Nicht zum ersten Mal belegt das Landratsamt Bamberg seine erschreckende Inkompetenz. Schon wiederholt hat es das Verkehrsrecht tendenziös bis unzulässig interpretiert, um Deregulierung des Autoverkehrs auf Kosten anderer zu rechtfertigen. Ein Blick in die einschlägigen Regelwerke, hier die Allgemeine Verwaltungsvorschrift zur Straßenverkehrs-Ordnung (VwV-StVO), verschafft Aufklärung:

„/Verkehrshelfer sind Schülerlotsen, Schulweghelfer oder andere Helfer für den Fußgängerverkehr./“ Für die Bedeutung des Zeichens 356 (Verkehrshelfer) kommt es nicht darauf an, ob Schüler oder Erwachsene den Verkehr „regeln“. Rechtliche Befugnisse haben beide nicht, ob mit oder ohne Kelle.

Das eingangs erwähnte Warnschild ermahnt zwar zu erhöhter Aufmerksamkeit und Vorsicht. Geahndet werden können Verstöße in der Regel aber erst, wenn etwas passiert, es also zu spät ist. Ignorieren einer angeordneten Geschwindigkeitsbegrenzung hingegen ist justiziabel. Die Sicherheit der Schulkinder wäre vorbeugend erhöht. Warum also nicht „Tempo 30“ mit dem Zusatz „Schule“ belassen und das Warnschild entfernen? Ausdrücklich gibt die VwV-StVO vor:

„/Wenn … die Anlage von Fußgängerüberwegen ausscheidet, der Schutz des Fußgängerquerverkehrs aber erforderlich ist, muß es nicht immer geboten sein, Lichtzeichen vorzusehen. In vielen Fällen wird es vielmehr genügen, die Bedingungen für das Überschreiten der Straße zu verbessern (z. B. durch … Geschwindigkeitsbeschränkungen)./“ Wobei es eine fragwürdige Gewichtung von Menschenleben gegenüber ungehindertem Autofahren ist, wenn die Installation einer Lichtzeichenanlage (Ampel) selbst bei vorhandener Gefährdung von nackten Zahlen abhängt.

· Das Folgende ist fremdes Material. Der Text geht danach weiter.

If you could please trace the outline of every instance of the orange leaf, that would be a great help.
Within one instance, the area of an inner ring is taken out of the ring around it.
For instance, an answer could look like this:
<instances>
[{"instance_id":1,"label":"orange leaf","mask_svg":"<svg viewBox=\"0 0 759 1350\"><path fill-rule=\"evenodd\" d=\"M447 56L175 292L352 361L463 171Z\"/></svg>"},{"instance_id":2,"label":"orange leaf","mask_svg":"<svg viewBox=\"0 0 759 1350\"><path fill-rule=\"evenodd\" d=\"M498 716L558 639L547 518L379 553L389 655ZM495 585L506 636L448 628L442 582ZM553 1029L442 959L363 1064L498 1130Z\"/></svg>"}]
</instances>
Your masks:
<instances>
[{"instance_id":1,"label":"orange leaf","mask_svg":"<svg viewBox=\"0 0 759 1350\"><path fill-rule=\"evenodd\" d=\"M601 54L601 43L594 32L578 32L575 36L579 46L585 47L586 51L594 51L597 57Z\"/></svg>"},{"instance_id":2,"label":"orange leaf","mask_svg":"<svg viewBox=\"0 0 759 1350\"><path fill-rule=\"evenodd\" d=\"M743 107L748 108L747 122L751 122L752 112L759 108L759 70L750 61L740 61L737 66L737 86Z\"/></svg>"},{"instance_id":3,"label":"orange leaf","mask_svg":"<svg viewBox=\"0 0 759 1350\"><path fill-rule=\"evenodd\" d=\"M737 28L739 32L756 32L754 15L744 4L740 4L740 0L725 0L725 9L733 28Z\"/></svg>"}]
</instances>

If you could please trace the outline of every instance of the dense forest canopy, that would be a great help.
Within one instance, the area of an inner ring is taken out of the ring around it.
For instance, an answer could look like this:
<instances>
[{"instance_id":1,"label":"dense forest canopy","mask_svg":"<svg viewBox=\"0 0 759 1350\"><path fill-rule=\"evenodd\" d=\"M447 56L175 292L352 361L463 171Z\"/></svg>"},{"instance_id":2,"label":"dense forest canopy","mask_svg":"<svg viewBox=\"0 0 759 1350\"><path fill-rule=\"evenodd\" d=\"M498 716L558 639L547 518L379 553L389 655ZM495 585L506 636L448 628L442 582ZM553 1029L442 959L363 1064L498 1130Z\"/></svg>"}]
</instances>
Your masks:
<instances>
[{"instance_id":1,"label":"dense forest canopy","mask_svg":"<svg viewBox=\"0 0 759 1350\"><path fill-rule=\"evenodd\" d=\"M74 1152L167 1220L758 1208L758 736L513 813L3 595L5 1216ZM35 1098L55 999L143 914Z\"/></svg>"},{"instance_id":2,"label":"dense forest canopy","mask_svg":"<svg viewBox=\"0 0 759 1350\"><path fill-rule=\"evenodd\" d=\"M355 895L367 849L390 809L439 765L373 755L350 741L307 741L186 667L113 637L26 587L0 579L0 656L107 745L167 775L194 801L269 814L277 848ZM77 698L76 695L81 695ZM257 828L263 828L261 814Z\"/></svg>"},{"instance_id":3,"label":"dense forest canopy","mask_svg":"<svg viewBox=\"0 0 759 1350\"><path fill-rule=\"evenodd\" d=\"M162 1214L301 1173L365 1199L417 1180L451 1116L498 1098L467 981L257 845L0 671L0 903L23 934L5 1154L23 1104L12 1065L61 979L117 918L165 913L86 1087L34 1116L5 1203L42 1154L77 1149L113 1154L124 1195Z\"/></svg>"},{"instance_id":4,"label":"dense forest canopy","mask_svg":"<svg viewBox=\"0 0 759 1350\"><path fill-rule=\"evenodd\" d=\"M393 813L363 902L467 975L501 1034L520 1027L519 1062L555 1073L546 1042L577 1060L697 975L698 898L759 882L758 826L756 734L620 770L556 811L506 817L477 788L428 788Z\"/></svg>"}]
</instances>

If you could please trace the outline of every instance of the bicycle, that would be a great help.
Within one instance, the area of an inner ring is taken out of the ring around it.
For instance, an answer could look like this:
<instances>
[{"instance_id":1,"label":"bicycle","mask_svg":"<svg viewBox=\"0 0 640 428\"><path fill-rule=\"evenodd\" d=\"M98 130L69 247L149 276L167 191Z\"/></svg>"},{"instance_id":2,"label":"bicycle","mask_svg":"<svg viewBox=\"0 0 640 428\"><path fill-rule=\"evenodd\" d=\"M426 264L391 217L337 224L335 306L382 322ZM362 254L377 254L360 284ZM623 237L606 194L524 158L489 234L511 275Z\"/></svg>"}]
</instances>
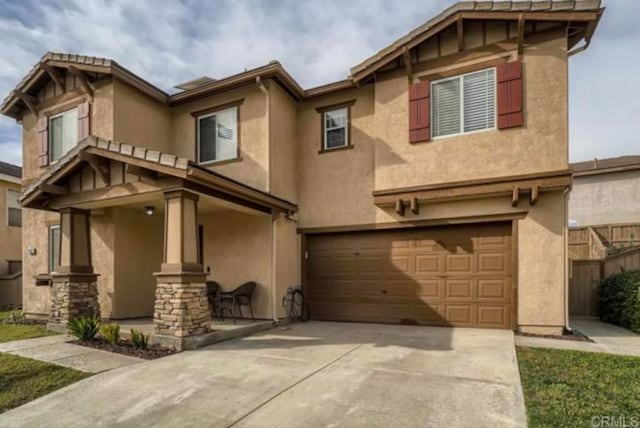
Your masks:
<instances>
[{"instance_id":1,"label":"bicycle","mask_svg":"<svg viewBox=\"0 0 640 428\"><path fill-rule=\"evenodd\" d=\"M287 293L282 297L282 306L287 308L289 318L292 320L305 321L302 285L287 288Z\"/></svg>"}]
</instances>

„/Fachbehörden … vertreten die Ansicht, ein Zebrastreifen vermittle den fälschlichen Eindruck von Sicherheit/“, schreiben Sie. „/Genau diese Einstellung teilt Rektorin Hanne Frischmann. … Wenn, dann müssten dort auch Schulweghelfer mit hin …/“. Schon lange ist bekannt: Fußgängerüberwege (Zeichen 293 = Zebrastreifen) bieten dann eine hohe Sicherheit, wenn sie zum gewohnten Straßenbild gehören. Erscheinen sie nur selten, bilden sie eine Gefahrenstelle. Zu Gunsten des fließenden Kraftverkehrs hat der Verordnungsgeber deshalb eine lange Liste an Kriterien in die VwV-StVO schreiben lassen, welche die Anlage eines Überwegs ausschließen. Einst genoß der Fußverkehr zudem an Überwegen unbedingten Vorrang. Kraftfahrer/innen durften nur mit besonderer Sorgfalt heranfahren – bis ein kleiner Zusatz in die StVO geschrieben wurde: Nur, wer „/den Überweg *erkennbar* benutzen/“ will, genießt Vorrang und Schutz. Diese Gummiformulierung entlastet den Kraftverkehr, da die Beweispflicht im Zweifelsfall den Unfallopfern obliegt.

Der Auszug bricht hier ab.